В действительности в фарсе часто присутствует элемент трагического, и наоборот. Все зависит от угла зрения, а он у российского новобранца в танке на улице Грозного и у чеченца, взрывающего этот танк, был по необходимости разным. В трагедии обязателен элемент искупления и очищения, которого до сих пор нет в помине. Что же касается фарса, то он может быть и кровавым. В конце концов, фарс - это не обязательно смешно, это скорее нелепо и абсурдно.
Историю кровавого фарса, нескончаемой чеченской войны, мы прослеживаем сегодня урывками по периодическим изданиям: в России до сих пор не вышло ни одной заслуживающей внимания книги на эту тему, и удивляться этому по меньшей мере наивно. В свою очередь, газетные и электронные репортажи на эту тему могут послужить точным барометром состояния свободы слова в стране. После штурма Дома культуры на Дубровке ртутный столбик упал как никогда низко.
Спору нет, российские средства массовой информации так или иначе указали на большинство проблем, порождаемых официальной версией штурма и освобождения заложников. Попробую, не впадая в многословие, перечислить хотя бы главные.
Каким образом террористам удалось спланировать и осуществить столь масштабную операцию в самом центре Москвы, которая давно и интенсивно патрулируется силами безопасности?
Почему не велись переговоры с террористами с целью спасения жизни заложников, в соответствии с общепринятой практикой?
Почему не была организована своевременная помощь освобожденным заложникам, не объявлен состав примененного газа и не приняты превентивные меры для сохранения жизни пострадавших?
Почему практически все террористы, в том числе находившиеся в бессознательном состоянии, были расстреляны?
Почему на протяжении многих дней нет никаких сведений о судьбе многих десятков заложников?
Это, конечно же, лишь вершина айсберга, потому что вопросов без ответов гораздо больше. Но уже из приведенных очевидно, что правительство практически захлебнулось в собственной лжи, и что совокупность этой лжи складывается в обвинительный акт против правительства. Но именно этого акта мы не найдем на страницах российской прессы, да и вчерашние разрозненные обвинения постепенно затихают.
Более того, сама пресса охотно вносила свои подобострастные кирпичи в строительство этого дворца лжи. Невесть откуда понадергали экспертов, утверждавших, что какие-то немыслимые международные нормы допускают убийство от десяти до 30 процентов заложников в ходе операции освобождения. Те же эксперты наперебой и вопреки ослепительной очевидности заявляли, что переговоров с террористами никогда вести не следует. Газеты и электронные средства массовой информации наперебой цитировали дипломатически обтекаемые отзывы зарубежных политиков, выдавая их за мировое общественное мнение.

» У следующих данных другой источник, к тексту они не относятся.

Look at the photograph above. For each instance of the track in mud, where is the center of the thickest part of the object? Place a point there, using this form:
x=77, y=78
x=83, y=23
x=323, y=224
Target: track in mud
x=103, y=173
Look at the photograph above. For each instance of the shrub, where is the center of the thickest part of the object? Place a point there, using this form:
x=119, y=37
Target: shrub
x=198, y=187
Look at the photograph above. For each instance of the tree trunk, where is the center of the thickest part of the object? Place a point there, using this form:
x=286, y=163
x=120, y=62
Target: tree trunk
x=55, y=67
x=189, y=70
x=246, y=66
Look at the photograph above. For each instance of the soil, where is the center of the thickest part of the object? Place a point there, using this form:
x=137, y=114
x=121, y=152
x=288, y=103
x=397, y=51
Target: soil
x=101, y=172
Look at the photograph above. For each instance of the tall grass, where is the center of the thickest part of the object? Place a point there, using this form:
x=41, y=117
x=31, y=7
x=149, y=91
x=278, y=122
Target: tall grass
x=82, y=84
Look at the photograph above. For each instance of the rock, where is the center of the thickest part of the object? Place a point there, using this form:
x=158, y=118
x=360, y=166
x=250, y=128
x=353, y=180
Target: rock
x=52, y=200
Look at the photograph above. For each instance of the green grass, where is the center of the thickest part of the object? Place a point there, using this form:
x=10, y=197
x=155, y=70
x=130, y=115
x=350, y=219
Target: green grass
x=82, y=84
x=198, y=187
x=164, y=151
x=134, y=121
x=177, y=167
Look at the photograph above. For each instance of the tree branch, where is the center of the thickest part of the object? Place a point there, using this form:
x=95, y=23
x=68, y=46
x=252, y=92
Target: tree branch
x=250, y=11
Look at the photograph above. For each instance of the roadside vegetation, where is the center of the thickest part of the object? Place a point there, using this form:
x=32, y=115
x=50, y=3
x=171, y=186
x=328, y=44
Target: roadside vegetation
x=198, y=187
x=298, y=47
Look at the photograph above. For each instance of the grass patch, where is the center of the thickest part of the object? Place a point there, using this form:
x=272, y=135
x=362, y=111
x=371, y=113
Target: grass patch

Но самая главная ложь была умолчанием - все наперебой молчали о самой Чечне, откуда пришла беда, а многие охотно повторяли официальную версию об Аль-Кайде и ближневосточных истоках нового акта терроризма.
Разрубить все эти путы лжи рядовому российскому читателю сегодня практически невозможно. Для этого надо как минимум выйти за пределы России, хотя бы информационные.
Корреспонденты из России давно не попадали в Чечню, а в последнее время практически и не пытаются. Информация оттуда в любом случае нежеланна, а пребывание там крайне опасно. Это, однако, не останавливает их западных коллег. Одна из них - европейская журналистка Эликс де Грейндж. Вот как описываются будни Грозного, переименованного сегодняшними жителями в "Путинград", в ее недавнем репортаже в газете Asia Times.
"Наконец, мы подъезжаем к центральному рынку. Его палатки, которые регулярно грабят солдаты, сегодня на диво опрятны: выложены фрукты, овощи, одежда, бумага, компакт-диски, самые современные стереосистемы. Но взгляд в зеркало заднего вида омрачает картину. Федеральные войска занимают позиции вокруг рынка, устанавливают БТР-ы. Начинается "зачистка". Это - одна из сегодняшних практик российской армии. Ее официальная цель - проверка личных документов. Но поскольку весь квартал окружен, люди оказываются в ловушке. Любая робкая попытка скрыться означает смерть. Не стесненные внешним контролем, "федералы", зачастую в масках, позволяют себе все, что хотят: пытки, грабеж, произвольные аресты, расстрелы на месте. Когда процедура заканчивается, периметр открывается: Подобные операции можно охарактеризовать как военные преступления. В России их называют рутинным контролем".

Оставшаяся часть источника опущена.